Supplementary Materials
Data Availability Statement
Duplex-seq data for the PEACE and BDRE cohorts are available at the European Genome-Phenome Archive (EGA) with the identifier EGAS00001006951. Duplex-seq data generated from PEACE study samples during this study are not publicly available and restrictions apply to the availability of these data. Such Duplex-seq data are available through the Cancer Research UK and University College London Cancer Trials Centre (ctc.peace@ucl.ac.uk) for academic, non-commercial research purposes upon reasonable request and subject to review of a project proposal that will be evaluated by a PEACE data access committee, entering into an appropriate data access agreement and subject to any applicable ethical approvals.
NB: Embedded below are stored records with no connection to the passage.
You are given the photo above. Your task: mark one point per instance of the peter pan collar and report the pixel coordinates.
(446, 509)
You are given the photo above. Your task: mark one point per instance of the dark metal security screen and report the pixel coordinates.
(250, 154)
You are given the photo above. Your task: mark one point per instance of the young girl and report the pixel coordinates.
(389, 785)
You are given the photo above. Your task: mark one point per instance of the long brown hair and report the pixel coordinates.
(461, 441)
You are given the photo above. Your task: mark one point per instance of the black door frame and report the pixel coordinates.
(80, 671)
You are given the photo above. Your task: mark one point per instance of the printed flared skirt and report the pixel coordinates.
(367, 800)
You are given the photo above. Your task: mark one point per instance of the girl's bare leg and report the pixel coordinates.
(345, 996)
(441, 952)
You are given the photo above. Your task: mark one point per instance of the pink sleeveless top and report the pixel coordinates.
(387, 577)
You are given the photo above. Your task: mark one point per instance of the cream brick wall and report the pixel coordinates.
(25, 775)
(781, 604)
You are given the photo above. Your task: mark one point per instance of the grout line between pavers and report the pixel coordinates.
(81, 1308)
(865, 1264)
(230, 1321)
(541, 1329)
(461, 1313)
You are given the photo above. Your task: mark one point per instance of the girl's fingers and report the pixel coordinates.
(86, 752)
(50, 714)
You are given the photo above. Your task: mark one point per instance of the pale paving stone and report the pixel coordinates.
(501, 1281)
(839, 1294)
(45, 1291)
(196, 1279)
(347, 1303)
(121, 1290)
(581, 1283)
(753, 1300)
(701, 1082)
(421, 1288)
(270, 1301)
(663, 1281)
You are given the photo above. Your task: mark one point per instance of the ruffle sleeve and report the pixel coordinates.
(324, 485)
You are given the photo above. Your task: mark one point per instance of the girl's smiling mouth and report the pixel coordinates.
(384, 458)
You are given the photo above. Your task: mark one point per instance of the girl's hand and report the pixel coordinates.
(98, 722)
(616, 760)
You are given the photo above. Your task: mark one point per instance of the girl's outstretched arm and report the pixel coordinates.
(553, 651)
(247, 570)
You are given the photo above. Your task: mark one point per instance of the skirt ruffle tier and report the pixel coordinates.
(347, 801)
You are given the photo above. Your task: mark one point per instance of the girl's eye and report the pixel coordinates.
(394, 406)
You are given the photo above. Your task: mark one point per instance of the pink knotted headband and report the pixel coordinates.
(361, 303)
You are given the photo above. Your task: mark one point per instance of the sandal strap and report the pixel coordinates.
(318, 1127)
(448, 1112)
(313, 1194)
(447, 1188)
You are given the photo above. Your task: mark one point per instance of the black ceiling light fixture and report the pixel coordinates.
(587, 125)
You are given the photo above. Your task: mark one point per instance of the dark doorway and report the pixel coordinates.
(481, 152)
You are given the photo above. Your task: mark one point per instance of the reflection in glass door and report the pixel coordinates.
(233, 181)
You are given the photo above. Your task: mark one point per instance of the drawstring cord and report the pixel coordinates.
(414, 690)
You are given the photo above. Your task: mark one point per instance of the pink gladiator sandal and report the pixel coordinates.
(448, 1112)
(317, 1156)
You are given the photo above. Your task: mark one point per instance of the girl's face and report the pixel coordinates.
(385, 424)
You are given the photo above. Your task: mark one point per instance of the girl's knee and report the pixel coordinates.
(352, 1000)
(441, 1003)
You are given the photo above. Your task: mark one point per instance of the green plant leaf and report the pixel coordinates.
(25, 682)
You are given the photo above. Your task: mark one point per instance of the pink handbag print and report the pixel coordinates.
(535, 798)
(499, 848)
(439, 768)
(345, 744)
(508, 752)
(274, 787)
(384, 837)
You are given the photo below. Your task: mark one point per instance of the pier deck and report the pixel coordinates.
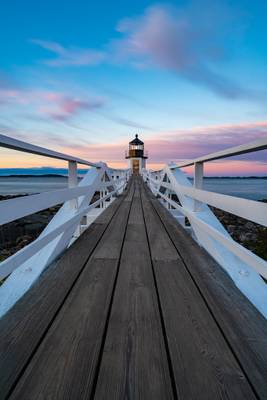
(135, 309)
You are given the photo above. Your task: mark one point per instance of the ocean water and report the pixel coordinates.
(249, 188)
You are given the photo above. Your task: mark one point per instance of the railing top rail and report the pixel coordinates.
(20, 145)
(257, 145)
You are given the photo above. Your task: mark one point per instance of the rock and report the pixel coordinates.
(231, 229)
(249, 225)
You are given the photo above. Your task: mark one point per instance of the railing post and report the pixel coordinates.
(73, 181)
(198, 182)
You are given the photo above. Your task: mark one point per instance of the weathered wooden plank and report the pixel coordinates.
(243, 326)
(203, 364)
(64, 365)
(23, 327)
(134, 363)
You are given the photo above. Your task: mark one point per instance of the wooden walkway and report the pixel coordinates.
(133, 310)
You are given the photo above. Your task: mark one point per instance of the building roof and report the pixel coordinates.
(136, 141)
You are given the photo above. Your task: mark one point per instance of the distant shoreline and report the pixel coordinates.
(65, 176)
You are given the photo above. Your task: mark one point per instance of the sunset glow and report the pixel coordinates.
(186, 86)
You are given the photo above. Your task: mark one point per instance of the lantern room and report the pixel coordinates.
(135, 155)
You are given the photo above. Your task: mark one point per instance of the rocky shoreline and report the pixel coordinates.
(15, 235)
(247, 233)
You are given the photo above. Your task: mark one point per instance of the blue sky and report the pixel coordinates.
(85, 76)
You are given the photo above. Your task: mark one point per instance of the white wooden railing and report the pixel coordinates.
(191, 201)
(82, 202)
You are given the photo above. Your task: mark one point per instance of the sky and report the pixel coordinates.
(83, 77)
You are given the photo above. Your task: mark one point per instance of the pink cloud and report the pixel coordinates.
(63, 107)
(55, 105)
(71, 56)
(187, 144)
(183, 40)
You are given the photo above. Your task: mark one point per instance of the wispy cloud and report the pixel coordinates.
(185, 144)
(52, 104)
(63, 107)
(69, 56)
(184, 41)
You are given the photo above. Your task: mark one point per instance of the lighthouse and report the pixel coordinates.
(135, 156)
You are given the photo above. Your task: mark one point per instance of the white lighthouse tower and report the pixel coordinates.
(135, 156)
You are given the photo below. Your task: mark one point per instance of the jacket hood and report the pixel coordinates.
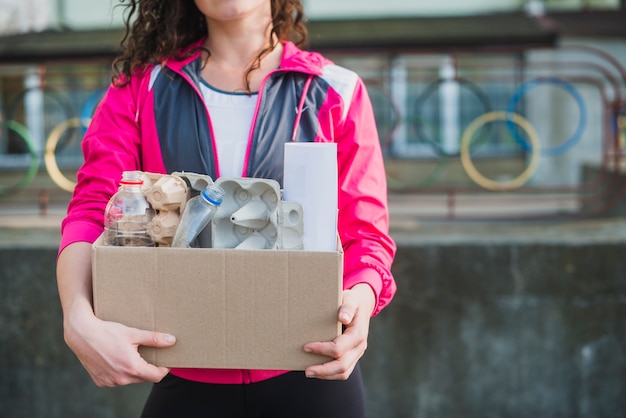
(293, 59)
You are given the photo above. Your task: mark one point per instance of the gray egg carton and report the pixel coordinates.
(253, 216)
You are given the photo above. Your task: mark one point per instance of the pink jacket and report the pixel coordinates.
(158, 123)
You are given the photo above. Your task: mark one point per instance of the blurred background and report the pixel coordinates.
(503, 126)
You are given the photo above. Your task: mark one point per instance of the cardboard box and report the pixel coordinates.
(248, 309)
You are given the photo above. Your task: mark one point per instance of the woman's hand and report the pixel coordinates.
(108, 351)
(348, 348)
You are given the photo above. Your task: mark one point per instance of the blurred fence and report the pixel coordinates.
(524, 133)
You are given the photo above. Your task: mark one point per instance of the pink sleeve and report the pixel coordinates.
(363, 214)
(111, 145)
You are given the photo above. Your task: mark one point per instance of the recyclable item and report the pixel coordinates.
(128, 214)
(168, 193)
(310, 179)
(198, 212)
(163, 227)
(253, 216)
(228, 308)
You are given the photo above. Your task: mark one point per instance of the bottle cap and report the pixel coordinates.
(213, 194)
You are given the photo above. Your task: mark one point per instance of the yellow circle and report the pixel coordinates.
(478, 177)
(50, 159)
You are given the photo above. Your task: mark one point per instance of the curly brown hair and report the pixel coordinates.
(157, 30)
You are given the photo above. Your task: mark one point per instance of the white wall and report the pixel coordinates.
(90, 14)
(24, 15)
(365, 8)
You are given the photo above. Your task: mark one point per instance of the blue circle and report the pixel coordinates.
(90, 105)
(582, 123)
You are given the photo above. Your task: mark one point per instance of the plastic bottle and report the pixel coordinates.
(197, 214)
(128, 214)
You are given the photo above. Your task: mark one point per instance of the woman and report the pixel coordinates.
(217, 87)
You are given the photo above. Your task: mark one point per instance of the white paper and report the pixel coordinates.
(310, 179)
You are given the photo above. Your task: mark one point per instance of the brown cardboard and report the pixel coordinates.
(248, 309)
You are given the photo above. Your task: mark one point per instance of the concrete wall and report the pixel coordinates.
(532, 323)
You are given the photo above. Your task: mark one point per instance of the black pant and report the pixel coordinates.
(291, 395)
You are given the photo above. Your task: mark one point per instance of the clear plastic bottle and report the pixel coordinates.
(197, 214)
(128, 214)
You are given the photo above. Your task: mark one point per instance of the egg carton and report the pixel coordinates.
(253, 216)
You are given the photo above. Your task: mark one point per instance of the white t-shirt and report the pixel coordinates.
(231, 118)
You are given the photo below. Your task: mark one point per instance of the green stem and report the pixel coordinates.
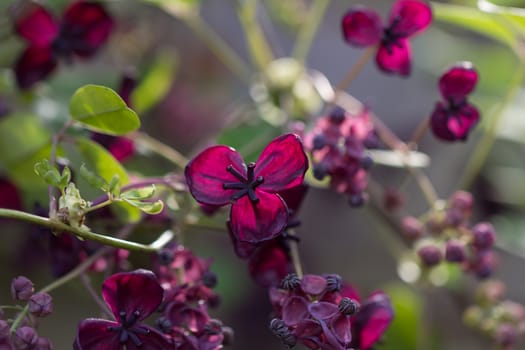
(215, 43)
(483, 147)
(81, 233)
(309, 29)
(260, 51)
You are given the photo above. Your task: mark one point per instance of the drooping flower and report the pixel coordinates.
(82, 30)
(363, 27)
(453, 118)
(218, 176)
(131, 297)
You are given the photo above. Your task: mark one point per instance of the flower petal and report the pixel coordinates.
(85, 27)
(136, 291)
(408, 17)
(93, 335)
(35, 64)
(36, 25)
(458, 81)
(206, 174)
(372, 320)
(395, 57)
(362, 27)
(258, 222)
(282, 164)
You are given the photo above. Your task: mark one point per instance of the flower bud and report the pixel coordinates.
(25, 338)
(455, 251)
(483, 236)
(22, 288)
(40, 304)
(412, 228)
(430, 255)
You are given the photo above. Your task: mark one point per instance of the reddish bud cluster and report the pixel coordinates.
(337, 143)
(321, 312)
(446, 235)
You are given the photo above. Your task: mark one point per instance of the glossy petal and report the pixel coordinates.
(36, 25)
(282, 164)
(35, 64)
(408, 17)
(395, 57)
(295, 310)
(133, 291)
(451, 126)
(258, 222)
(362, 27)
(93, 335)
(206, 174)
(372, 320)
(85, 27)
(458, 81)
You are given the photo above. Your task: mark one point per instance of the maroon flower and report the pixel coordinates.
(218, 176)
(363, 27)
(454, 117)
(131, 296)
(83, 29)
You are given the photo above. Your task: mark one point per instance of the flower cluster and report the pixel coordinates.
(321, 312)
(363, 27)
(82, 30)
(338, 142)
(445, 235)
(453, 118)
(501, 319)
(24, 335)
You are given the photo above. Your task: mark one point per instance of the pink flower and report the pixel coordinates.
(218, 176)
(82, 30)
(363, 27)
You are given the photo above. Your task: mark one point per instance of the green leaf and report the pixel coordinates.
(474, 20)
(93, 179)
(156, 83)
(151, 208)
(101, 109)
(21, 135)
(139, 193)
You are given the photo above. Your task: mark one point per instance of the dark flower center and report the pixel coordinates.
(246, 186)
(129, 329)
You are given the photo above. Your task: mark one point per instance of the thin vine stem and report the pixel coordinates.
(308, 30)
(82, 233)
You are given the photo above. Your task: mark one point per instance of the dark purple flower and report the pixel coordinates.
(218, 176)
(82, 30)
(131, 297)
(363, 27)
(453, 118)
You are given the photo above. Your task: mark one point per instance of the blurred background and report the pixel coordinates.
(189, 97)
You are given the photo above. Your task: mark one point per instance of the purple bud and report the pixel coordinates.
(22, 288)
(455, 251)
(430, 255)
(40, 304)
(412, 228)
(25, 338)
(483, 236)
(43, 343)
(506, 335)
(4, 330)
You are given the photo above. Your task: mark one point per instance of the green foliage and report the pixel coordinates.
(156, 83)
(101, 109)
(51, 175)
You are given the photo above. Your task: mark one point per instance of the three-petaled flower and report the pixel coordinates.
(453, 118)
(131, 297)
(363, 27)
(218, 176)
(82, 30)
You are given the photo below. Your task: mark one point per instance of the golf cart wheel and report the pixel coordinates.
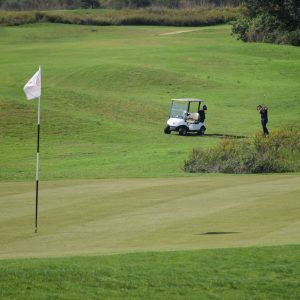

Duplex-seq data generated from the BDRE study are available through J. DeGregori (James.Degregori@cuanschutz.edu) for academic, non-commercial research purposes upon reasonable request, entering into an appropriate data access agreement and subject to any applicable ethical approvals. The Duplex-seq data for the BDRE and PEACE studies were generated using a larger panel of probes that covered approximately 50 kb of the genome, spanning hotspots frequently mutated in cancers. This full dataset has been provided for the 17 never-smoker individuals from the PEACE study. For all other samples, only data for the EGFR and KRAS regions queried are included in this manuscript. The RNA-seq data for the COPA study are available at the EGA with the identifier EGAS00001006966. De-identified participant data are available upon reasonable request to C.C. (christopher. carlsten@ubc.ca) for academic, non-commercial research purposes. Data availability is subject to a data access agreement and applicable ethical approvals. Mouse WGS data are available at the European Nucleotide Archive (ENA) with the identifier PRJEB58221 (ERP143287). Mouse RNA-seq data are available at the ENA with the identifier PRJEB59269 (ERP144330). Source data are provided with this paper.